Le brouillard masque la moindre des aspérités, il se retourne : seules quelques ombres éparses le suivent. Aveuglés par les épines de neige qui cinglent leur visage, ils progressent à tâtons. Une seule direction à suivre : le refuge.

Bientôt une ombre plus grosse que les autres apparaît devant eux, de plus en plus grosse, massive, opaque.

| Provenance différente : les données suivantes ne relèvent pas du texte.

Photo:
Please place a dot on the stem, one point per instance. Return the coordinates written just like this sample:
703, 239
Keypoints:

Une porte bientôt s’ouvre … et la chaleur envahit tout.

 

...

 

Je suis fier d’être guide de haute montagne. Je suis heureux de pouvoir rassurer ceux que j’amène fouler les cimes, de pouvoir leur apporter un peu de sérénité. Je suis heureux qu’ils puissent vivre des moments de bonheurs peut-être un peu plus intenses que d’habitude, qu’ils apprennent un peu d’eux-mêmes, qu’ils ramènent chez eux des souvenirs bruts, sans fards.

 

Et pourtant à priori, ce métier ne sert à rien ; à priori ce métier ne crée aucune richesse.

 

C’est peut-être pour cela que ce métier est essentiel.

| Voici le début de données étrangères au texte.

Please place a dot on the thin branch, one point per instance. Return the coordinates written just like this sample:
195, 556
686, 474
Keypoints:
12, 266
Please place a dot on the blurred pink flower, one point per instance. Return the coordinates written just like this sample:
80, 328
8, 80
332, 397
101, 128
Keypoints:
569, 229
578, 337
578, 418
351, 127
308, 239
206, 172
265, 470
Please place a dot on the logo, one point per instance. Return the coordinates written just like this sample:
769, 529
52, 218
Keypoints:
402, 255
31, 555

Nous ne transportons rien que nous même et ce dont nous avons besoin pour subsister. Accompagnés des voyageurs que nous emmenons, nous progressons. Nous ne découvrons et ne faisons découvrir souvent que des images, des sensations qui s’importent et s’imposent en bribes dans nos inconsciences.

 

Pourtant là haut, nous regroupons le monde.

 

Parce que dans l’effort de l’incertitude le seul repère est en l’Homme.

 

Parce que sans repères, sans barrières, ce qu’il reste au creux des mains calleuses, brillant comme le cristal le plus précieux, ne peut-être que de la confiance, de la pugnacité, de l’honnêteté et du partage.

 

Ne voyez aucune audace dans ces propos, n’y voyez aucune prétention : le guide ne fait que s’adapter au milieu dans lequel il évolue, et ce milieu ne tolère aucune vanité ni aucun égoïsme, c’est ainsi (en tout état de cause, cela devrait être ainsi).

 

Nous ne sommes pas nombreux à exercer ce métier et même si nous ne pouvons être d’accord sur tout, nous sommes tous  façonnés d’une manière ou d’une autre par la Montagne.

 

Notre mission, pour autant qu’elle existe, n’est pas de convaincre mais d’éduquer, de rassurer. Notre mission, pour autant qu’elle existe, n’est pas uniquement d’offrir mais aussi d’inspirer, de suggérer. Notre mission, finalement, n’est pas de lutter contre une société qui s’individualise ni de la subir, mais bien de montrer qu’un autre choix existe, dicté par la nature.

 

L’effort de l’incertitude n’est pas propre à la montagne, il est profondément  ancré à l’actualité : continuer sans réellement savoir où nous allons, continuer à ouvrir ses bras, son esprit, continuer à faire confiance en l’autre, en soi-même. Continuer malgré tout à être honnête, à partager, à chercher cette porte dans le brouillard et à espérer y trouver la chaleur de l’inconnu.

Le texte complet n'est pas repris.